Ada dua tipe manusia yang terlihat sangat berbeda, namun keduanya menyimpan kecemasan yang sama. Yang pertama, menganggap dirinya penuh dosa, tak layak, dan selalu merasa bersalah. Yang kedua, merasa dirinya mulia, berbudi, dan sering membanggakan pencapaiannya. Sekilas bertolak belakang, namun keduanya terjebak dalam jerat pikiran sendiri. Mereka cemas, gelisah, dan jauh dari damai.
Mengapa demikian?
Karena keduanya hidup di dalam penghakiman. Yang satu menghukum diri, yang lain memuja diri. Keduanya tidak benar-benar melihat diri apa adanya, melainkan melalui lensa mental yang bias dan penuh beban. Keduanya membutuhkan hal yang sama: kepuasan mental. Dan itu tidak datang dari penilaian, pujian, atau penyesalan. Itu hanya bisa ditemukan dalam keheningan batin—dalam meditasi.

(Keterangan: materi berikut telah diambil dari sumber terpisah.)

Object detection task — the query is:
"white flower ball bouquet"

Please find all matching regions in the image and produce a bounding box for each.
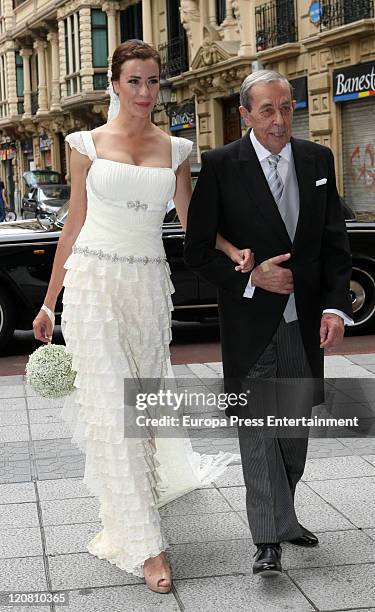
[26,343,76,399]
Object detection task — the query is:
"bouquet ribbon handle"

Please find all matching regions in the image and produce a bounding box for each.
[41,304,55,342]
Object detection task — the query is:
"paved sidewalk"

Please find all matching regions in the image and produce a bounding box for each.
[0,354,374,611]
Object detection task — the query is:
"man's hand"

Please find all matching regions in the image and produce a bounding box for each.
[320,313,345,349]
[251,253,293,294]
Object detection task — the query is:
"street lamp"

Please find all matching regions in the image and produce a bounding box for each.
[158,77,173,115]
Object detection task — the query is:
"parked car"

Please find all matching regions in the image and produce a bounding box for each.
[0,174,373,351]
[21,170,70,220]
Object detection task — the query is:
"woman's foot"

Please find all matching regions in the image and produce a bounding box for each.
[143,552,172,593]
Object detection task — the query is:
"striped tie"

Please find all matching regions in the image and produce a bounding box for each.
[267,154,283,205]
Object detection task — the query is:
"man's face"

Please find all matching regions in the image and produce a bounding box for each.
[239,81,296,154]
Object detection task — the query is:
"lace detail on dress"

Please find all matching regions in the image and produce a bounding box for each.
[72,245,166,265]
[65,132,88,157]
[178,137,193,166]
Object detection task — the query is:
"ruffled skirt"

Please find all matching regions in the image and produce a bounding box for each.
[60,251,239,577]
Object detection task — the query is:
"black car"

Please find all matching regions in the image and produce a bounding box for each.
[21,171,70,220]
[0,183,374,352]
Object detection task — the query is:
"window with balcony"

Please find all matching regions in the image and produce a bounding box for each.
[320,0,374,31]
[64,12,81,96]
[0,54,8,118]
[15,52,25,115]
[216,0,226,25]
[255,0,298,52]
[120,2,143,41]
[91,9,108,90]
[159,0,189,79]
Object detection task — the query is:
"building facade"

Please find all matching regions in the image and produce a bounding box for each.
[0,0,374,213]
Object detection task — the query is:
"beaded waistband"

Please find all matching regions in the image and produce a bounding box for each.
[72,245,167,264]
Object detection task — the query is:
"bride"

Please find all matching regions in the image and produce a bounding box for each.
[32,39,253,594]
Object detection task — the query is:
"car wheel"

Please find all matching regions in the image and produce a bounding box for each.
[348,262,375,335]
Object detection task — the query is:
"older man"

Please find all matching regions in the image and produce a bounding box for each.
[184,71,352,576]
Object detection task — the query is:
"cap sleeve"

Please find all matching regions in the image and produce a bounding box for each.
[178,137,193,165]
[65,131,92,159]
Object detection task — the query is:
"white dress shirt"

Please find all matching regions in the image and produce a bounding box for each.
[243,130,353,326]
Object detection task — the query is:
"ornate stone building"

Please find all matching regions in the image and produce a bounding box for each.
[0,0,374,212]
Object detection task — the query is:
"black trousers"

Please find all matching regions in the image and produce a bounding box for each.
[237,318,314,544]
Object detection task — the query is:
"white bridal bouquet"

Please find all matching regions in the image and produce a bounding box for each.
[26,343,76,399]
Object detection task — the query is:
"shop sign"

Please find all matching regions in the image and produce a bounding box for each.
[0,143,16,161]
[309,2,323,26]
[333,61,375,102]
[169,100,195,132]
[40,135,52,151]
[290,76,308,109]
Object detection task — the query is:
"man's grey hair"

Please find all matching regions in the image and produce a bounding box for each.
[240,70,294,111]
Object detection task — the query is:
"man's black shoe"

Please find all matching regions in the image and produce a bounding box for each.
[288,524,319,547]
[253,544,282,576]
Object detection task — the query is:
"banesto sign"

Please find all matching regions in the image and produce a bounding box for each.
[333,61,375,102]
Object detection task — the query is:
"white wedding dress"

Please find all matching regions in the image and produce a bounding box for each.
[61,131,239,578]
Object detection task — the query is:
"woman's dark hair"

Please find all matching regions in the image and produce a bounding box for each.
[111,39,161,82]
[0,181,4,190]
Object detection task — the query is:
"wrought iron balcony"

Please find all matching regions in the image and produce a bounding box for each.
[320,0,374,30]
[31,92,38,115]
[158,36,189,79]
[17,99,24,115]
[255,0,298,52]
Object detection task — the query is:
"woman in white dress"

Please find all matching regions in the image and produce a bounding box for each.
[32,40,253,594]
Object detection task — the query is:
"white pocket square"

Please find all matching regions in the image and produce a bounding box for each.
[316,178,327,186]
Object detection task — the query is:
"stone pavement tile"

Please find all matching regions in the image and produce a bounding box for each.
[174,575,314,612]
[294,482,354,532]
[218,486,245,511]
[159,488,232,517]
[36,455,85,480]
[27,396,64,410]
[0,527,43,558]
[288,564,375,610]
[0,385,25,399]
[30,423,71,440]
[347,354,375,365]
[37,478,91,500]
[0,397,27,411]
[308,476,375,528]
[32,438,81,457]
[306,447,366,459]
[302,455,375,481]
[186,364,221,378]
[361,365,375,373]
[0,375,24,386]
[0,502,39,528]
[44,522,100,555]
[0,482,35,504]
[169,539,253,579]
[48,552,142,590]
[41,497,99,525]
[25,384,39,397]
[211,464,245,488]
[0,410,28,426]
[29,408,63,425]
[54,585,180,612]
[172,364,192,375]
[0,425,30,442]
[340,438,375,453]
[282,529,375,570]
[0,459,32,484]
[0,556,47,590]
[365,529,375,540]
[0,440,31,461]
[163,511,250,544]
[362,455,375,466]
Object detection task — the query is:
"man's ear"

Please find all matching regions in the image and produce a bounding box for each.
[239,105,252,128]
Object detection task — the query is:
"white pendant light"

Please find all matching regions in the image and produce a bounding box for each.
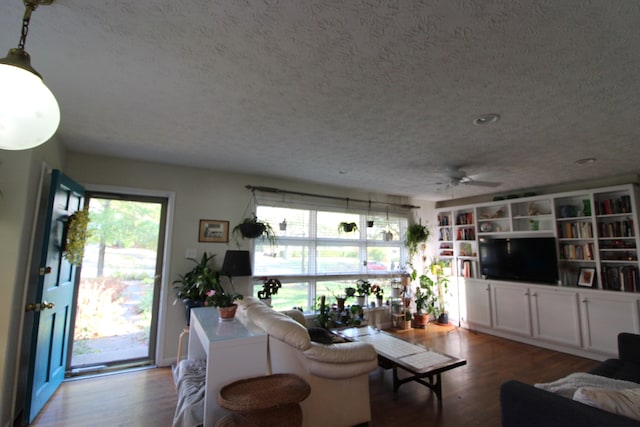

Sathya Sai Baba mengatakan bahwa pemahaman akan tumbuh dari meditasi, dan dari pemahaman itu lahir kebijaksanaan. Tetapi meditasi bukan sesuatu yang bisa diraih hanya karena tahu bahwa itu penting. Harus ada keinginan yang menyala. Keinginan itu harus kuat, lebih kuat dari kemalasan, lebih besar dari keraguan, dan lebih tahan dari segala bentuk godaan untuk lari.
Keinginan untuk berubah adalah benih dari usaha. Tanpa keinginan, tidak ada gerak. Tanpa usaha, keinginan tetap angan. Maka dalam setiap langkah meditasi, kita sesungguhnya sedang menjawab pertanyaan terdalam dari hidup: siapkah aku mengenali diriku sendiri, tanpa topeng dosa dan tanpa bayang mulia?
Meditasi tidak menuntut kita menjadi orang lain. Ia hanya meminta kita diam, jujur, dan hadir. Di situlah pemahaman lahir, bukan karena kita diberi tahu, tapi karena kita melihat sendiri.
Dan ketika kita mulai melihat, kecemasan pun memudar.
Kita tidak perlu menjadi sempurna untuk mengalami kedamaian. Kita hanya perlu hadir sepenuhnya dalam keheningan, dalam keinginan tulus untuk mengerti diri.